Sarah Rochford works for WeCare, a charity established 11 years ago that helps catch and neuter stray dogs in Sri Lanka
From Kilkenny to Sri Lanka: Meet the vet nurse helping to care for three million street dogs

Sarah Rochford decided to apply for a job as a vet nurse in Sri Lanka after seeing a post on Facebook.

A Kilkenny woman who moved to Sri Lanka last summer to work as a veterinary nurse described how it felt like she was “regressing back into her teens” after living at home with her parents in Ireland.

Sarah Rochford, aged 37, said she had always been travelling and had only moved back home to live with her family in Kilkenny after the covid pandemic.

“I was renting and then living at home, and I felt like I was regressing back into my teens,” she told the Irish Examiner. “I had eventually saved up for a deposit, but once I saw the first house, I just could not do it.

“I was weighing things up, and it felt like signing up for a mortgage was signing up for a lifetime. I just did not know if I wanted to do that,” Ms Rochford added.

Ms Rochford said she decided to apply for a job as a vet nurse in Sri Lanka after seeing a post on Facebook.

“I did not know anything before I came here,” Ms Rochford said, “but I always knew I wanted to travel.” 

Sarah Rochford said: 'We catch them, neuter and vaccinate them before releasing them.'
Sarah Rochford said: 'We catch them, neuter and vaccinate them before releasing them.'

She now works in a mobile unit for a charity on the south coast of Sri Lanka, looking after street dogs. WeCare, the charity, was established 11 years ago by British veterinarian Dr Janey Lowes, who was backpacking in Sri Lanka in May 2014.

According to the charity, while these dogs love their freedom and often have a safe place to sleep and a guardian who feeds them, the real problem that stray dogs face in Sri Lanka is the lack of access to “even the most basic of veterinary care”. 

The charity helps catch and neuter stray dogs. Sri Lanka has some three million stray dogs, according to Ms Rochford, and the goal of the mobile unit is “no rabies, no babies”. 

“We’re tipping away, and we give these animals a UK standard of care,” Ms Rochford said. “We catch them, neuter and vaccinate them before releasing them, and that’s our work down in the mobile van.” 

The 37-year-old added that she could see herself in Sri Lanka “for the foreseeable”. 

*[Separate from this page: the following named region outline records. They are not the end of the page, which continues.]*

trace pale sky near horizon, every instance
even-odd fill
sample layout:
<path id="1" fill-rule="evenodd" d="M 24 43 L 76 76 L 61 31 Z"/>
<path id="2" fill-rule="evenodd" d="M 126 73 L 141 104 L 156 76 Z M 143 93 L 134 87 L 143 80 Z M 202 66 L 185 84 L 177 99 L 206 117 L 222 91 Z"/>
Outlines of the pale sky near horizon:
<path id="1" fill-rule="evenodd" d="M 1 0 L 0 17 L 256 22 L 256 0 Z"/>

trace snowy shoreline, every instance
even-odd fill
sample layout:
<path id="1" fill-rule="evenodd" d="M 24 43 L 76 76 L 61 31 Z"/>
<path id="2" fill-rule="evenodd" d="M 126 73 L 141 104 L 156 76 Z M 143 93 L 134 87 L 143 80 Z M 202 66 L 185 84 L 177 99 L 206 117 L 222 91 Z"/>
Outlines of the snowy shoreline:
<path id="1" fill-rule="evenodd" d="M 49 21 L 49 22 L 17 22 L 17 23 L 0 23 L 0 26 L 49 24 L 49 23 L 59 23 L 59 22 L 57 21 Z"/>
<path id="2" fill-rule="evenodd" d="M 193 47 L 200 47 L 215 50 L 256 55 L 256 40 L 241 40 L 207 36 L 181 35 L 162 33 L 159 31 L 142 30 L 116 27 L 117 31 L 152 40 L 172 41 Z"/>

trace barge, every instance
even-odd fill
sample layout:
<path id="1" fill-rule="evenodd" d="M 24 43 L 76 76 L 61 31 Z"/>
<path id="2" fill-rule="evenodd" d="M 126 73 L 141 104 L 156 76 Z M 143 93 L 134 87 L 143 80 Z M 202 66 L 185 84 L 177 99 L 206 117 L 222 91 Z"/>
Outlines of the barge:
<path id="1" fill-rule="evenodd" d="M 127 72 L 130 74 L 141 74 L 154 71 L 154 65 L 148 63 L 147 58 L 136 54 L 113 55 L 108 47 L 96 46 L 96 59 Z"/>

The climate was tricky to adjust to at first, especially being pale Irish. I got heat rashes, I get dehydrated and migraines as well.

“But it was easy enough to adapt to the lifestyle and local culture here. The fruit is unbelievable, it is so fresh and tasty. However, I do miss curry chips and salt and vinegar crisps,” Ms Rochford added.

She said that while she does not make Irish wages in Sri Lanka, the cost of living is quite low, and that the country had a “better way of living”. 

“They live day to day, there is no set goal,” Ms Rochford said. “I do miss home the odd time, and the longer I am away, it is hard to keep in touch with day-to-day life of people back home.

“I do miss my family, my mam, the cat, but I also do love it here.”